夏の1日と彼の優しさ?-2
「本当はあいつとデートするつもりだったんだけど、兄貴のバイト先の先輩が結構くれたらしくてさ。その余りがこっちまで回ってきたんだよ」
「兄貴?ああ、そういやいるって言ってたっけか」
そこまで言って、嵐士は止めていた箸を動かしながら猛に説明を続ける。
「んで、5枚貰ったはいいんだけど誰を誘うか迷ってさ。まだ決まってはないんだけど俺とお前とあいつと、上代と櫻井でどうかと思ってよ」
「…上代さん?」
嵐士が美咲の名前を出した途端、猛の手が止まった。それを見た嵐士は特に気にした様子もなく淡々と事実を述べていく。
「ああ、俺の彼女と櫻井って幼馴染なんだよ。んでもって櫻井と上代って仲いいだろ?これで丁度5人だし、お互いそこまで知らない仲じゃないしいい条件だと思うんだけど」
「……――れ」
「ん?」
「連れてってくれ!」
最初は小声で聞き取れなかった猛の言葉を聞き返す嵐士に、今度はさっきよりも大きく叫ぶように猛は言った。
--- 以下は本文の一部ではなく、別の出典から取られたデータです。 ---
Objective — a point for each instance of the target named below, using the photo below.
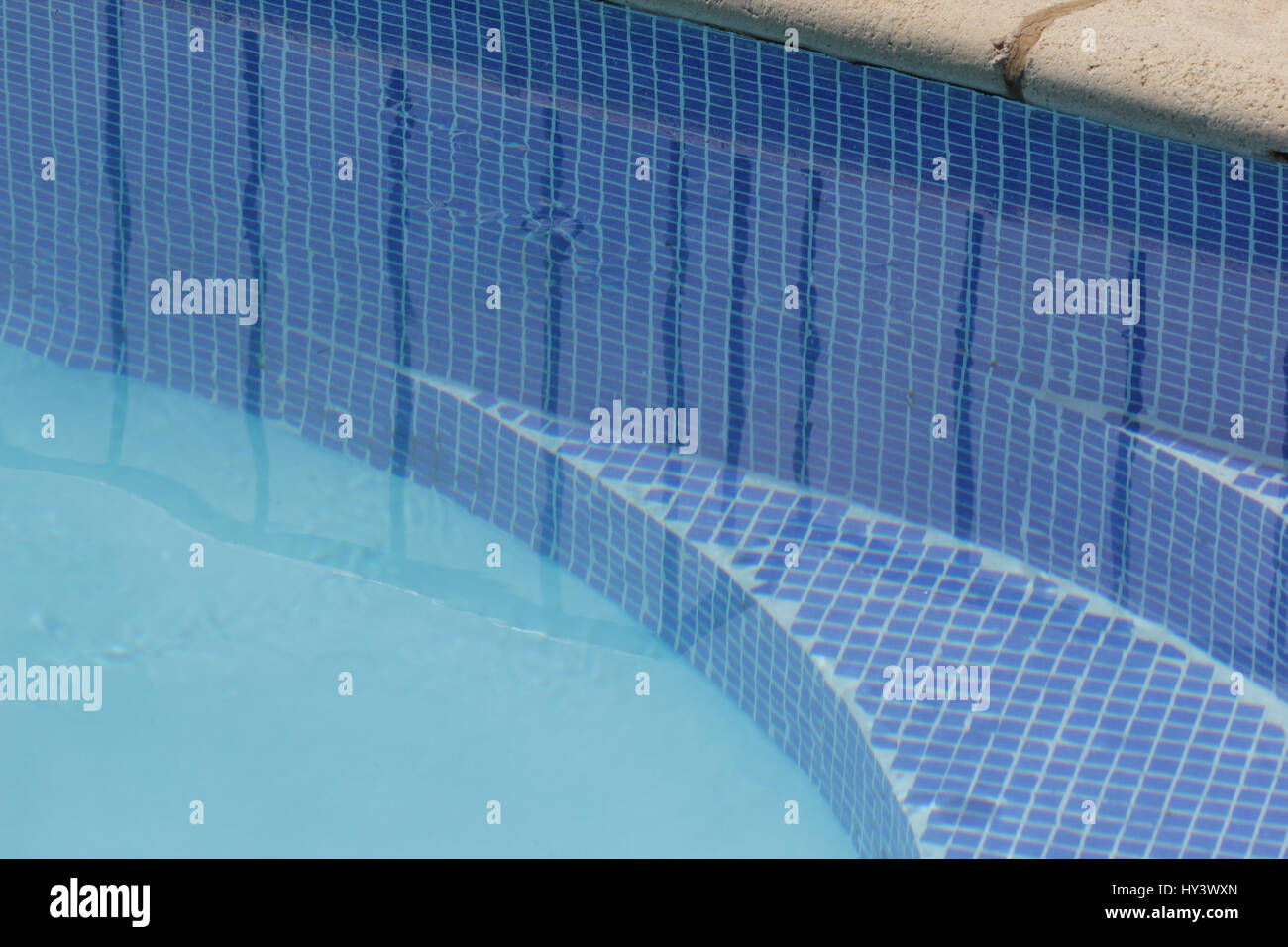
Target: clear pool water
(515, 684)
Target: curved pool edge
(1209, 75)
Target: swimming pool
(958, 379)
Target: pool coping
(1210, 73)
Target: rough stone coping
(1214, 72)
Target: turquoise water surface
(471, 684)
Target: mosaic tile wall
(516, 169)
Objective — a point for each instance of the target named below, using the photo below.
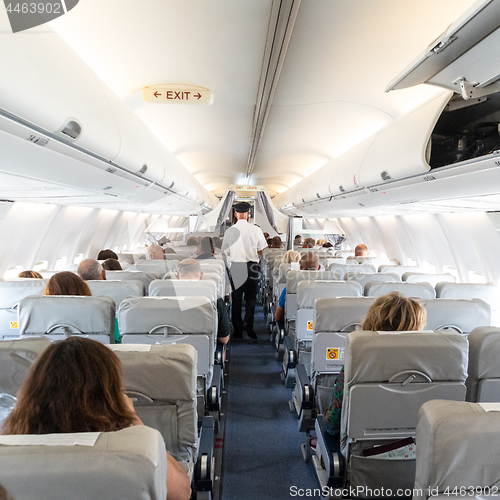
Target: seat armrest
(328, 448)
(204, 472)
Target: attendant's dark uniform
(241, 243)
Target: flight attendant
(243, 244)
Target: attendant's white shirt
(242, 242)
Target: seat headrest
(460, 313)
(414, 290)
(340, 314)
(11, 292)
(90, 315)
(378, 356)
(188, 314)
(309, 291)
(164, 372)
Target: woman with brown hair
(66, 283)
(92, 402)
(392, 312)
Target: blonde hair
(395, 312)
(290, 256)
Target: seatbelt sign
(334, 353)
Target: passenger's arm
(178, 484)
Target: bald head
(189, 269)
(91, 269)
(309, 262)
(361, 251)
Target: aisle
(262, 457)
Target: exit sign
(177, 94)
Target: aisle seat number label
(334, 353)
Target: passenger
(92, 401)
(90, 269)
(190, 269)
(290, 256)
(244, 244)
(205, 248)
(389, 313)
(308, 262)
(309, 243)
(154, 252)
(66, 283)
(30, 274)
(111, 265)
(277, 242)
(361, 251)
(107, 254)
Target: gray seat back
(393, 374)
(11, 292)
(145, 278)
(430, 278)
(161, 381)
(399, 270)
(183, 288)
(152, 320)
(61, 316)
(364, 278)
(117, 290)
(16, 358)
(130, 463)
(483, 382)
(451, 436)
(461, 315)
(414, 290)
(342, 269)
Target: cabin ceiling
(330, 94)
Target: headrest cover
(451, 435)
(376, 357)
(165, 372)
(294, 277)
(333, 315)
(462, 313)
(414, 290)
(91, 315)
(183, 288)
(309, 291)
(11, 292)
(188, 314)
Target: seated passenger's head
(276, 242)
(309, 243)
(395, 313)
(290, 256)
(30, 274)
(206, 245)
(189, 269)
(107, 254)
(309, 262)
(66, 283)
(155, 252)
(75, 385)
(112, 265)
(90, 269)
(361, 251)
さっきまでのやる気のない表情から一転、必死の表情に嵐士は虚を突かれながらも何とか頷き猛の願いを了承した。
それを見て、猛は俯き加減に無意識に小さく笑みを零す。
この1週間、猛は嵐士から美咲の色々な話を聞いていた。元々嵐士は美咲と同じ中学校で、3年間同じクラスでそれなりに話しはする仲だったらしい。だからこそ嵐士は美咲を誘うことに何も抵抗がなかったのだけど、猛はその話を聞いてる心の中で嵐士が羨ましかった。美咲の中学校での話、そして高校での話…高校に至っては嵐士以外にも何人もの人に聞かされている。
猛は、さっきまでのやる気のない気分から一転嵐士からの誘いに浮かれた気分で昼休みを過ごした。